O dono da Amazon ainda não acabou de dividir na prática o dinheiro com a ex. Especula-se que parte nem vai ser dividida, ficará em um fundo ao qual os dois terão acesso controlado. Imaginem US$ 38 bilhões. Bilhões. É muito acima do nível espiritual do meu círculo de relacionamentos, onde se bate boca até por faqueiro em separação.

O divórcio mais quente, no entanto, é entre o milionário ex-presidente dos Estados Unidos Donald Trump e o Facebook. O amor tórrido que levou o casal ao topo do mundo se desfez diante do final da presidência. Trump tomou block do Facebook. Hoje houve mais um capítulo em que o Supremo Tribunal do Facebook meteu a colher fingindo manter a separação, mas era só jogo de cena. Acendeu-se a luz de uma reconciliação. Quem sabe logo.

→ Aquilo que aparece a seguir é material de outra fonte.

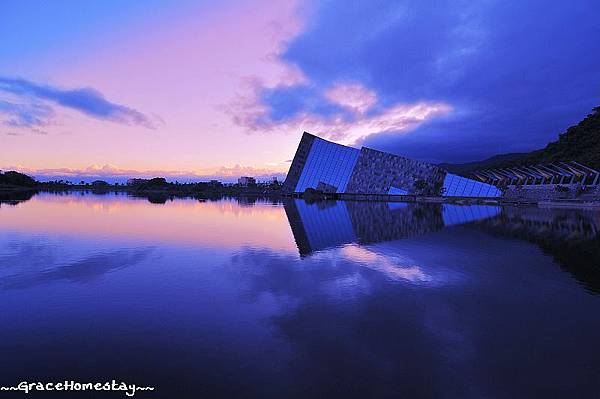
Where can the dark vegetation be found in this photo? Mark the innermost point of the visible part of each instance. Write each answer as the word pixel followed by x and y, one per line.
pixel 158 188
pixel 579 143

Showman nato, Donald Trump deu um jeito de ocupar espaço na mídia bancando o indignado. Não se conformava com a decisão tomada hoje pelo Supremo Tribunal do Facebook, que o mantém ainda fora da rede social e também do Instagram.

O Facebook também se beneficiou ao posar de bonzinho diante do público anti-Trump. Parece que está moralizando as coisas, botando ordem na casa. Ninguém nem questiona que história é essa de Supremo Tribunal do Facebook, já ficou naturalizado. Quando o pessoal gosta da decisão prefere não criar encrenca.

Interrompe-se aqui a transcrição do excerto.